Consider the following initial rate data for the decomposition of AB to yield A and B: [AB], mol/L Initial Rate, mol/(L. s) 0.20

Zanzabum

Answer : The order of reaction is 2 (second order) and the rate law is, $R=k[AB]^2$

Explanation :

As the expression of rate is,

$R=k[AB]^n$

where,

R = rate

k = rate constant

[AB] = concentration of AB

n = order of the reaction

First we have to calculate the rate for 0.200 mol/L 'AB' concentration with initial rate 0.00320 mol/L.s

$R_1=k[AB_1]^n$

$0.00320=k(0.200)^n$ .............(1)

Now we have to calculate the rate for 0.400 mol/L 'AB' concentration with initial rate 0.0128 mol/L.s

$R_2=k[AB_2]^n$

$0.0128=k(0.400)^n$ .............(2)

Now dividing the equation 1 by equation 2, we get the order of reaction.

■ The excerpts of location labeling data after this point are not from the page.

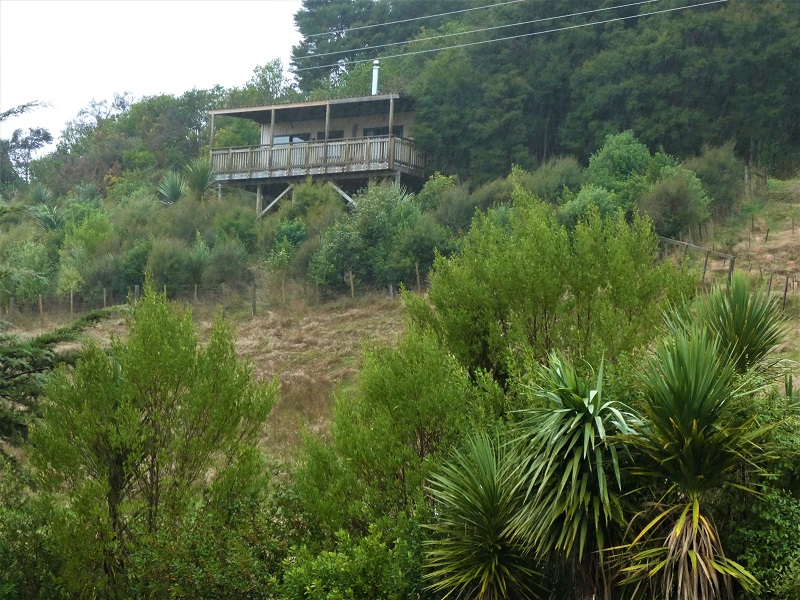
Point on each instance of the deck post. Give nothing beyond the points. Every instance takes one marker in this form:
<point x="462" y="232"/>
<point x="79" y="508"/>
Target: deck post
<point x="271" y="141"/>
<point x="390" y="149"/>
<point x="327" y="133"/>
<point x="211" y="141"/>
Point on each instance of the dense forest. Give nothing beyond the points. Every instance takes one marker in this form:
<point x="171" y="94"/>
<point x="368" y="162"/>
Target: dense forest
<point x="565" y="415"/>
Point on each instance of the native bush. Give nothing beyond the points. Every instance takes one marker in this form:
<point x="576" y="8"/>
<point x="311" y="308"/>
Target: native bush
<point x="130" y="439"/>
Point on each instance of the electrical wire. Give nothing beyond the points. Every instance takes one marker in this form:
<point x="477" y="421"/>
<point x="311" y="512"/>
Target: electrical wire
<point x="455" y="12"/>
<point x="484" y="29"/>
<point x="514" y="37"/>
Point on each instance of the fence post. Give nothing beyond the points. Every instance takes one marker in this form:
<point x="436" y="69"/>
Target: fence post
<point x="785" y="291"/>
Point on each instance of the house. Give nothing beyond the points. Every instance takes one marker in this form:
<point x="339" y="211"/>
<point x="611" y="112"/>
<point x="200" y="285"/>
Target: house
<point x="344" y="142"/>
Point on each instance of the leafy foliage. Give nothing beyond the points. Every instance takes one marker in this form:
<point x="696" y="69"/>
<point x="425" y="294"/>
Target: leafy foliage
<point x="129" y="438"/>
<point x="527" y="286"/>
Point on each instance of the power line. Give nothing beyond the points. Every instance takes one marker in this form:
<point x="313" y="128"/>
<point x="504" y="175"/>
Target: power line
<point x="484" y="29"/>
<point x="455" y="12"/>
<point x="514" y="37"/>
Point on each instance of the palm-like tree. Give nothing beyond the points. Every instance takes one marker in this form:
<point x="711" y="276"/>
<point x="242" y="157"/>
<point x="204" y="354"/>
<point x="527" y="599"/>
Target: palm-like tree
<point x="569" y="476"/>
<point x="692" y="440"/>
<point x="471" y="554"/>
<point x="172" y="187"/>
<point x="745" y="321"/>
<point x="199" y="176"/>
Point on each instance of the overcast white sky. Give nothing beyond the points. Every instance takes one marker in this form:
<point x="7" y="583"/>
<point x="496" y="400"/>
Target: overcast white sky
<point x="67" y="52"/>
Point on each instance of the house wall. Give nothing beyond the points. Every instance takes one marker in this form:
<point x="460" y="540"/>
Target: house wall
<point x="351" y="126"/>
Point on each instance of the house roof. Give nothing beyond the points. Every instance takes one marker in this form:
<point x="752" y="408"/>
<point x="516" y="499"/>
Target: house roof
<point x="315" y="109"/>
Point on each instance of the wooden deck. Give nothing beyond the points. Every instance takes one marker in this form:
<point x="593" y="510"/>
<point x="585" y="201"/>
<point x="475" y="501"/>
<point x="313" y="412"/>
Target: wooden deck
<point x="356" y="156"/>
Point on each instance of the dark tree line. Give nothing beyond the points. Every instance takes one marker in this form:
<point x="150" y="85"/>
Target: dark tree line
<point x="679" y="79"/>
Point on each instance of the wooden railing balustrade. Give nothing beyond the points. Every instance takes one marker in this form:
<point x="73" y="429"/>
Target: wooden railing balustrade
<point x="334" y="156"/>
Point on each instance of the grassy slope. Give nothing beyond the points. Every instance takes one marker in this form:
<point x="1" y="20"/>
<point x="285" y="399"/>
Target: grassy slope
<point x="317" y="349"/>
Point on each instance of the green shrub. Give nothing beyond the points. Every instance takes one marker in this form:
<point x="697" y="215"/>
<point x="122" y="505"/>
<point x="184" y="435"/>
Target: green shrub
<point x="228" y="264"/>
<point x="589" y="197"/>
<point x="169" y="262"/>
<point x="549" y="180"/>
<point x="722" y="176"/>
<point x="386" y="563"/>
<point x="676" y="202"/>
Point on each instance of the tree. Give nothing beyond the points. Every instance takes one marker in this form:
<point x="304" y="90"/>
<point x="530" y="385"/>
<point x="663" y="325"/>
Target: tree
<point x="21" y="148"/>
<point x="130" y="438"/>
<point x="521" y="282"/>
<point x="474" y="552"/>
<point x="569" y="476"/>
<point x="696" y="447"/>
<point x="199" y="178"/>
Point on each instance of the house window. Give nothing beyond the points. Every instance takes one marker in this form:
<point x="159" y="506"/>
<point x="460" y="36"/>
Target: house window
<point x="296" y="138"/>
<point x="332" y="135"/>
<point x="397" y="130"/>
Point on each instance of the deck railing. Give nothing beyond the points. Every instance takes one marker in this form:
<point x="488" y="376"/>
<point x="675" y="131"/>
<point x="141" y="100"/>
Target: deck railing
<point x="336" y="156"/>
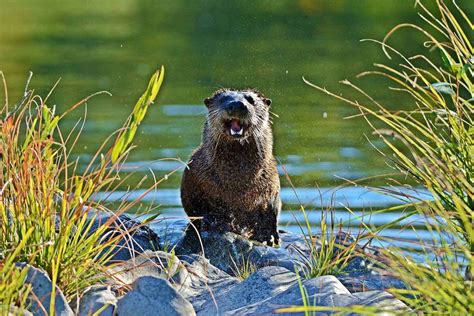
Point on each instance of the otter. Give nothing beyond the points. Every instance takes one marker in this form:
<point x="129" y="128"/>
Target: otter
<point x="232" y="181"/>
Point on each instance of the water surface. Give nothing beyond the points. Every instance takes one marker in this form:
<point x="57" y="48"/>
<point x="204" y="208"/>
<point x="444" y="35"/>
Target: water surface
<point x="205" y="45"/>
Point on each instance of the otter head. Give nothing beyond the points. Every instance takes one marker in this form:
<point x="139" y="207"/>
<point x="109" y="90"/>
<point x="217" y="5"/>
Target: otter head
<point x="237" y="114"/>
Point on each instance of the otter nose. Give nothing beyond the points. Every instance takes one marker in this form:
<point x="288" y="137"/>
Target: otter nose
<point x="237" y="108"/>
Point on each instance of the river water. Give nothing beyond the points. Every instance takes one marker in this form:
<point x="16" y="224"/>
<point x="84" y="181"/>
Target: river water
<point x="205" y="45"/>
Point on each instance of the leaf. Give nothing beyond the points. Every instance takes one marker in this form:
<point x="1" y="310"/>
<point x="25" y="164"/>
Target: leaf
<point x="442" y="87"/>
<point x="148" y="97"/>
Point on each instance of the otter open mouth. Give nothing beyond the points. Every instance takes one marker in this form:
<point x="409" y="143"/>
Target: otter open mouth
<point x="235" y="128"/>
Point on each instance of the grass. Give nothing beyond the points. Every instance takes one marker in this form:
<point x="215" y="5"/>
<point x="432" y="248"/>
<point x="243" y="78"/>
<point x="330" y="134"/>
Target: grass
<point x="46" y="204"/>
<point x="243" y="268"/>
<point x="432" y="144"/>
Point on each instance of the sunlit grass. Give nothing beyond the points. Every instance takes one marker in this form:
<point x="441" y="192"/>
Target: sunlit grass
<point x="433" y="145"/>
<point x="47" y="206"/>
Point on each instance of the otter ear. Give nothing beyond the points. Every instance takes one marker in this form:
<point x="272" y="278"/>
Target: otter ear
<point x="207" y="101"/>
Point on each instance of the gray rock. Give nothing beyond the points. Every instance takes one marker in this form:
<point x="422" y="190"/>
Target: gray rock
<point x="96" y="298"/>
<point x="203" y="281"/>
<point x="153" y="296"/>
<point x="150" y="263"/>
<point x="13" y="311"/>
<point x="136" y="237"/>
<point x="263" y="284"/>
<point x="370" y="281"/>
<point x="228" y="250"/>
<point x="39" y="298"/>
<point x="321" y="292"/>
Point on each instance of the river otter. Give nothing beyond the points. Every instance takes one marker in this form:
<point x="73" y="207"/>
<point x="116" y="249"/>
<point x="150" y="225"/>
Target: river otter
<point x="232" y="180"/>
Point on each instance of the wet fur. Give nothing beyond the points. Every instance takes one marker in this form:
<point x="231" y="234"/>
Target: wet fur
<point x="233" y="184"/>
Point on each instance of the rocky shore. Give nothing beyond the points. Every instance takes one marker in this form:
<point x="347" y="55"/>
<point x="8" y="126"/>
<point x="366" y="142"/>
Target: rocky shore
<point x="167" y="273"/>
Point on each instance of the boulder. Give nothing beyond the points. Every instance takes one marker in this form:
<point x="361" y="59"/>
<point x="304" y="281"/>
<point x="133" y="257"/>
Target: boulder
<point x="150" y="263"/>
<point x="203" y="281"/>
<point x="325" y="291"/>
<point x="153" y="296"/>
<point x="39" y="298"/>
<point x="97" y="298"/>
<point x="261" y="285"/>
<point x="227" y="251"/>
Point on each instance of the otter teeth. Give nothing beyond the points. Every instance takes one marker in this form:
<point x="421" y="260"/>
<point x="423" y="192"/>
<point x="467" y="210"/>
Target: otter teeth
<point x="239" y="132"/>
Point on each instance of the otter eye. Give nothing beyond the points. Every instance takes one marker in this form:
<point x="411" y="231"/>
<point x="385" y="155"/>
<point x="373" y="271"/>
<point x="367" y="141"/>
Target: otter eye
<point x="249" y="99"/>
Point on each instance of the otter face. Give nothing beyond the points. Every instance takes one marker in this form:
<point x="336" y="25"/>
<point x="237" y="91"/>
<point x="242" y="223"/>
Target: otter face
<point x="237" y="114"/>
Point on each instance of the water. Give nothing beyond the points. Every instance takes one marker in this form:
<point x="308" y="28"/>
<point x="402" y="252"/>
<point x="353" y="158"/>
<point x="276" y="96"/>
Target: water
<point x="204" y="45"/>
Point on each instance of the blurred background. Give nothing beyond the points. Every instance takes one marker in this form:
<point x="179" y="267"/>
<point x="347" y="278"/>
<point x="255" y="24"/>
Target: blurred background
<point x="204" y="45"/>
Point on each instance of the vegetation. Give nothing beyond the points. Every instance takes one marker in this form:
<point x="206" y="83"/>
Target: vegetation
<point x="433" y="145"/>
<point x="47" y="205"/>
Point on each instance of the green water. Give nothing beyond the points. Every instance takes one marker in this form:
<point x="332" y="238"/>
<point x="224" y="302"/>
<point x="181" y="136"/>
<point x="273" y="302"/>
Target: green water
<point x="204" y="45"/>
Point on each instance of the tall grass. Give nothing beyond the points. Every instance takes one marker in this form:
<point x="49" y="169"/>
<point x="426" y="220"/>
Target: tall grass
<point x="46" y="203"/>
<point x="432" y="143"/>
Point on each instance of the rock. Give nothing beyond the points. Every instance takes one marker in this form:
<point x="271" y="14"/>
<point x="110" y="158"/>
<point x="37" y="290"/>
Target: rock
<point x="228" y="250"/>
<point x="261" y="285"/>
<point x="39" y="298"/>
<point x="322" y="291"/>
<point x="96" y="298"/>
<point x="153" y="296"/>
<point x="204" y="281"/>
<point x="370" y="281"/>
<point x="136" y="237"/>
<point x="13" y="311"/>
<point x="150" y="263"/>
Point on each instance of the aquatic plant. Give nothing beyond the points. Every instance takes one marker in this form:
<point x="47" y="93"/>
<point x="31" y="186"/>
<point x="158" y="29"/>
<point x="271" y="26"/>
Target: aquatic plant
<point x="432" y="144"/>
<point x="47" y="205"/>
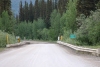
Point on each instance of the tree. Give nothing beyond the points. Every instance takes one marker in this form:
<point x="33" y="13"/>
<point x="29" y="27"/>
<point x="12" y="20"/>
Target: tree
<point x="5" y="22"/>
<point x="48" y="12"/>
<point x="31" y="12"/>
<point x="5" y="5"/>
<point x="21" y="12"/>
<point x="26" y="12"/>
<point x="62" y="6"/>
<point x="36" y="13"/>
<point x="55" y="25"/>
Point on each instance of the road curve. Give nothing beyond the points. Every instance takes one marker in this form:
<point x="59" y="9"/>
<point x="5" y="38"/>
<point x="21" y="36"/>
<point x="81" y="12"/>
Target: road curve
<point x="42" y="55"/>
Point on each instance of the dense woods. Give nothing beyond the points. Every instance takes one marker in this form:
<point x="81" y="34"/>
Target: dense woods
<point x="48" y="19"/>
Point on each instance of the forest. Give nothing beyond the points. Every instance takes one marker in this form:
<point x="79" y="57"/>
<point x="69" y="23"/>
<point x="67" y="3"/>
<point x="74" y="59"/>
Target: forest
<point x="46" y="20"/>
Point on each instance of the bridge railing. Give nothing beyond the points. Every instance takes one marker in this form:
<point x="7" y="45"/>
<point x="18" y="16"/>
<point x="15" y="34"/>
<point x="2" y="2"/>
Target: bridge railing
<point x="95" y="52"/>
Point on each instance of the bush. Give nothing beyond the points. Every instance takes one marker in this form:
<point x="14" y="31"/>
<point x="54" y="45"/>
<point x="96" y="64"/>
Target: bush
<point x="3" y="40"/>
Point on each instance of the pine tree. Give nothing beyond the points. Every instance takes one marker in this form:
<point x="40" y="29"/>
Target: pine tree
<point x="36" y="13"/>
<point x="26" y="12"/>
<point x="48" y="12"/>
<point x="85" y="6"/>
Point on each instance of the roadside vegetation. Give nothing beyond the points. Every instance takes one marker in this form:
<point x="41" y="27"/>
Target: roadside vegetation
<point x="48" y="20"/>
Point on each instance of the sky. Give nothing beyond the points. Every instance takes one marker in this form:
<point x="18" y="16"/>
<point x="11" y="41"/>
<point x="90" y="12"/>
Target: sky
<point x="15" y="5"/>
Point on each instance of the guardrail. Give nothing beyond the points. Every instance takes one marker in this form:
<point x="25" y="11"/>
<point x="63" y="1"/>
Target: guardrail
<point x="95" y="52"/>
<point x="18" y="44"/>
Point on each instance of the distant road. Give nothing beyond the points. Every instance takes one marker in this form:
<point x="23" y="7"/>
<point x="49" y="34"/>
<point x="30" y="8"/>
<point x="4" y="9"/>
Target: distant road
<point x="43" y="55"/>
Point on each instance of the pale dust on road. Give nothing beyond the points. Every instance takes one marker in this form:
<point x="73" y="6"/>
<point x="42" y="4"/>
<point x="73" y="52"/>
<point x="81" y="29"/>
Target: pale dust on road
<point x="42" y="55"/>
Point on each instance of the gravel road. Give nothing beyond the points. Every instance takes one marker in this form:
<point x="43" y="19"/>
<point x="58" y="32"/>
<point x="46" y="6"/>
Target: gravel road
<point x="44" y="55"/>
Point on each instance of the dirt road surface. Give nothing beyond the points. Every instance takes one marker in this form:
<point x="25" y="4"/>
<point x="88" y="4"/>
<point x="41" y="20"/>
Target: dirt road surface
<point x="44" y="55"/>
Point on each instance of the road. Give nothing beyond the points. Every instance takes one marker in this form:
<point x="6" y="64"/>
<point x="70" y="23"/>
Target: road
<point x="42" y="55"/>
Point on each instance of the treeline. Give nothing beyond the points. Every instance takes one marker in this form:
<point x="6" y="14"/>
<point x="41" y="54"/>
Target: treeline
<point x="41" y="9"/>
<point x="5" y="5"/>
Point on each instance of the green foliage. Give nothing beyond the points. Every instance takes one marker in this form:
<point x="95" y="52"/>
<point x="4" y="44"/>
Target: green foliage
<point x="71" y="14"/>
<point x="3" y="40"/>
<point x="55" y="25"/>
<point x="89" y="30"/>
<point x="6" y="22"/>
<point x="30" y="30"/>
<point x="24" y="30"/>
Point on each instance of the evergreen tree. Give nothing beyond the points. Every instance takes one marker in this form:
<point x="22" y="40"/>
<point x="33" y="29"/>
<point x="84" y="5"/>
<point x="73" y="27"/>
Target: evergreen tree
<point x="71" y="14"/>
<point x="5" y="22"/>
<point x="48" y="12"/>
<point x="21" y="12"/>
<point x="36" y="13"/>
<point x="26" y="12"/>
<point x="5" y="5"/>
<point x="31" y="12"/>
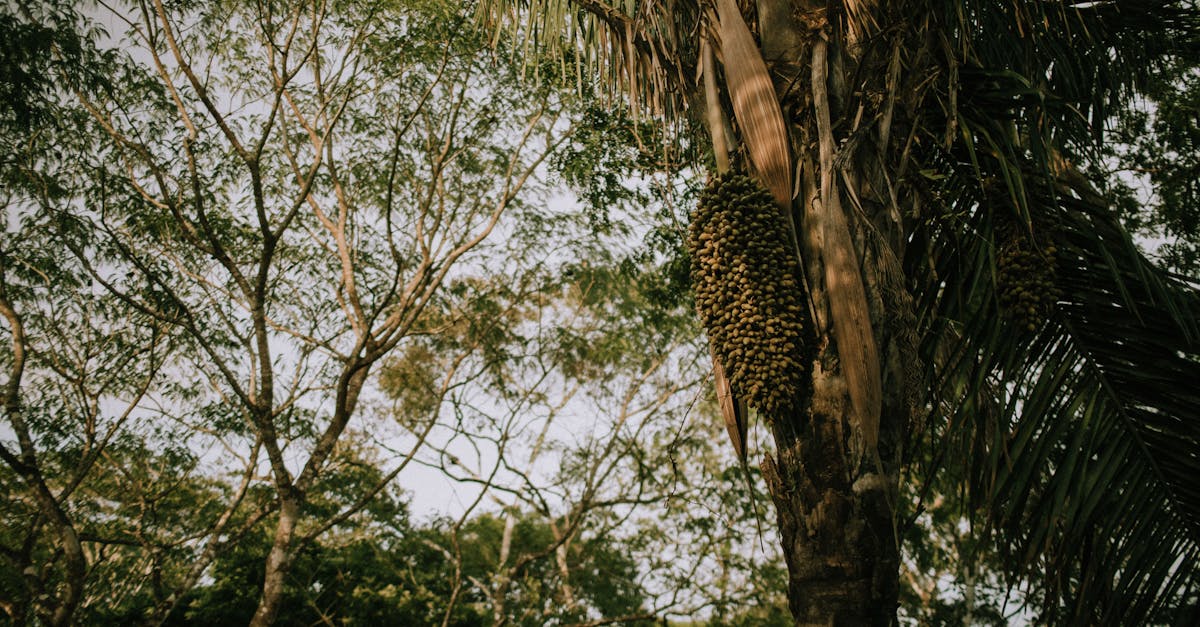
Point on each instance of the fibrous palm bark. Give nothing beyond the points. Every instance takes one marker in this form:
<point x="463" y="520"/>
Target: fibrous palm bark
<point x="900" y="138"/>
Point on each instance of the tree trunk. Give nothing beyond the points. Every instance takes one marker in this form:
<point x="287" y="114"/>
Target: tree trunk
<point x="279" y="561"/>
<point x="834" y="493"/>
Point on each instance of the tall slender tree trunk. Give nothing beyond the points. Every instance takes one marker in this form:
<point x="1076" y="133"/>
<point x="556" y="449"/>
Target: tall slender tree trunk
<point x="835" y="497"/>
<point x="279" y="561"/>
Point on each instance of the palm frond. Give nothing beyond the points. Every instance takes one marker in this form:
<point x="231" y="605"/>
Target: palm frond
<point x="645" y="51"/>
<point x="1083" y="435"/>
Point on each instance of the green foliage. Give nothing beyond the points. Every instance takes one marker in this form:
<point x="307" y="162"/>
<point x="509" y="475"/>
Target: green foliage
<point x="1157" y="144"/>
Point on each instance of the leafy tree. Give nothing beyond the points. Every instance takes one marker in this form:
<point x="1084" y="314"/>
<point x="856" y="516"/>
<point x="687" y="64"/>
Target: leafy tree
<point x="928" y="161"/>
<point x="221" y="221"/>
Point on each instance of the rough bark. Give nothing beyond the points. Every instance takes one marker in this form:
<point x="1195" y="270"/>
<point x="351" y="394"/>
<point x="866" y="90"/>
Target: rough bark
<point x="279" y="561"/>
<point x="835" y="501"/>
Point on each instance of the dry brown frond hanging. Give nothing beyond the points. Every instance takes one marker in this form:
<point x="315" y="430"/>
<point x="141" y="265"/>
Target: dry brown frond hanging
<point x="755" y="105"/>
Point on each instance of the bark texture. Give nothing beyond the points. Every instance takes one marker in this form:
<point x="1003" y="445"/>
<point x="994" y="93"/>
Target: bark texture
<point x="834" y="485"/>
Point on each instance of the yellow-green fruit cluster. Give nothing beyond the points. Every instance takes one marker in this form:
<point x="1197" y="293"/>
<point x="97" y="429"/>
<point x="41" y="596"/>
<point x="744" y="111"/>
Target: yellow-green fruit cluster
<point x="1025" y="281"/>
<point x="748" y="291"/>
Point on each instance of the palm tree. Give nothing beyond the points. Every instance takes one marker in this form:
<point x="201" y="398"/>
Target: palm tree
<point x="969" y="288"/>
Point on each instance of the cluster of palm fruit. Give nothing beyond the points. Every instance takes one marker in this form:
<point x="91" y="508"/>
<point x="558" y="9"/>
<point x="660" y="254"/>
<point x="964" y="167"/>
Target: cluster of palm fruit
<point x="748" y="291"/>
<point x="1025" y="274"/>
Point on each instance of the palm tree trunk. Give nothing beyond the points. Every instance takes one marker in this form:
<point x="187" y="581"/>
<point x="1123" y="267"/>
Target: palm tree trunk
<point x="835" y="479"/>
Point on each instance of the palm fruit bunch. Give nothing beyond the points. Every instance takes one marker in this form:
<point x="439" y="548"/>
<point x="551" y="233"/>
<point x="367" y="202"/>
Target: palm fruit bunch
<point x="1025" y="274"/>
<point x="748" y="291"/>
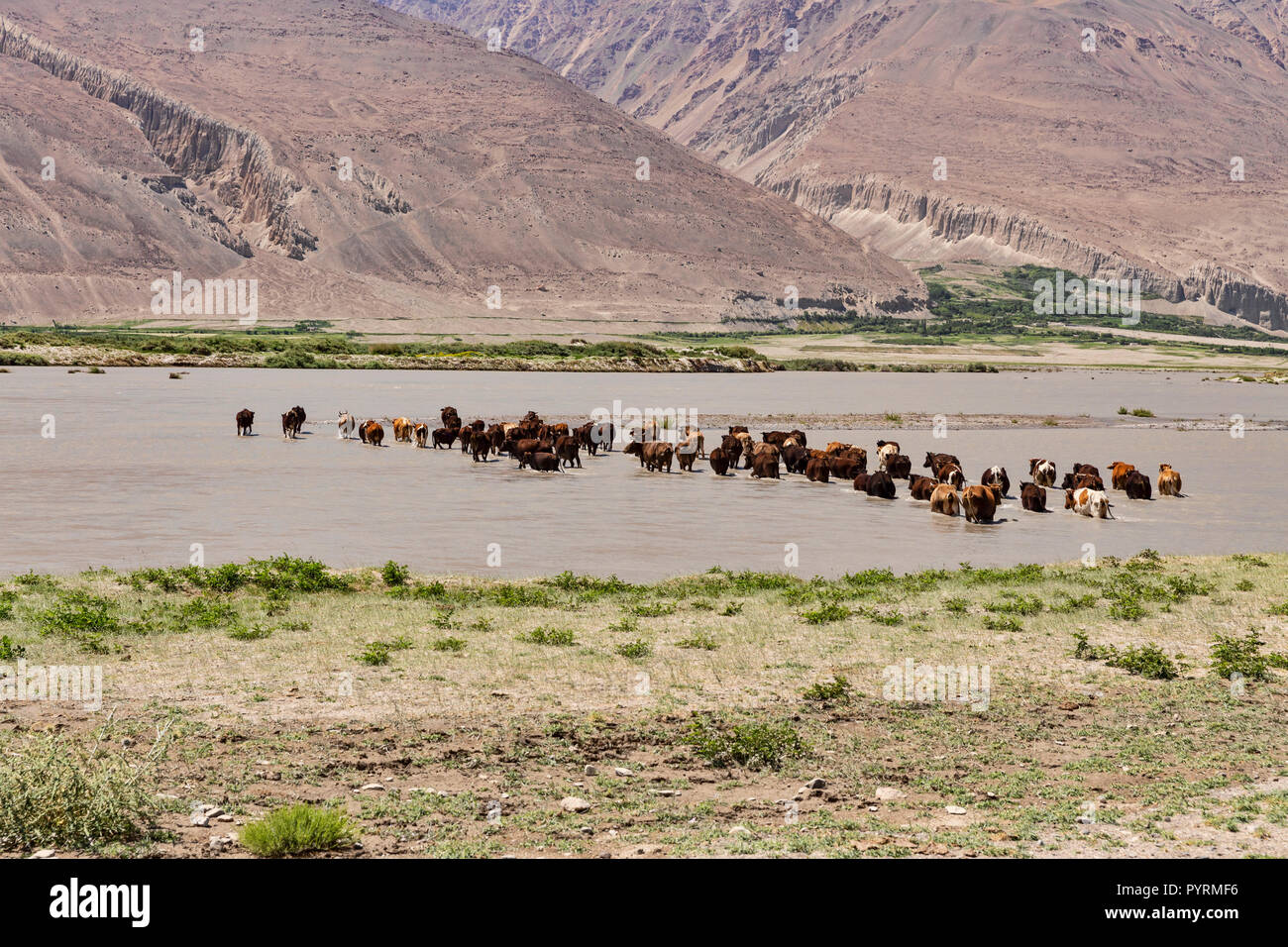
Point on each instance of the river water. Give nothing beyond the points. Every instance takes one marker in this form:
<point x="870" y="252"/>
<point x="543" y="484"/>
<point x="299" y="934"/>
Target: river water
<point x="142" y="467"/>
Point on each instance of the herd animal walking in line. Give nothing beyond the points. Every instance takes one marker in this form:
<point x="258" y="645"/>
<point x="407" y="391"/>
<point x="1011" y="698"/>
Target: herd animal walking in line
<point x="553" y="447"/>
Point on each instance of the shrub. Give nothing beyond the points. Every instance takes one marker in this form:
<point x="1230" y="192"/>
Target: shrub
<point x="1147" y="661"/>
<point x="297" y="830"/>
<point x="561" y="637"/>
<point x="756" y="744"/>
<point x="836" y="690"/>
<point x="825" y="613"/>
<point x="698" y="642"/>
<point x="54" y="792"/>
<point x="635" y="650"/>
<point x="1232" y="655"/>
<point x="653" y="609"/>
<point x="375" y="654"/>
<point x="250" y="633"/>
<point x="394" y="574"/>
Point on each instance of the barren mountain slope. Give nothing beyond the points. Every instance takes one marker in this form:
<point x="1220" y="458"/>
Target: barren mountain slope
<point x="1107" y="153"/>
<point x="469" y="170"/>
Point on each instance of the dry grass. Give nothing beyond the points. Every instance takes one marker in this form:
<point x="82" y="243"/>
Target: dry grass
<point x="523" y="716"/>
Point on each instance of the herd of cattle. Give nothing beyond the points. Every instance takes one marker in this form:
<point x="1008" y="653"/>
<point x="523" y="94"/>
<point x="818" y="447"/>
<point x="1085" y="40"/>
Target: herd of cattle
<point x="544" y="446"/>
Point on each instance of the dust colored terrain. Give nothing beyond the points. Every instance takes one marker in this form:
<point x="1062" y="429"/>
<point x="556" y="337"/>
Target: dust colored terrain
<point x="1131" y="138"/>
<point x="373" y="169"/>
<point x="720" y="714"/>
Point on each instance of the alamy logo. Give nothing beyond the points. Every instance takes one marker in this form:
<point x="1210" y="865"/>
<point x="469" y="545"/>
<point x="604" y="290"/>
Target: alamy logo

$\frac{0.00320}{0.0128}=\frac{k(0.200)^n}{k(0.400)^n}$

By solving the term, we get the value of 'n'.

n = 2

Thus, the order of reaction = n = 2

The rate law will be,

$R=k[AB]^2$

So we conclude that,

For n = 0, the rate law will be zero order.

For n = 1, the rate law will be first order.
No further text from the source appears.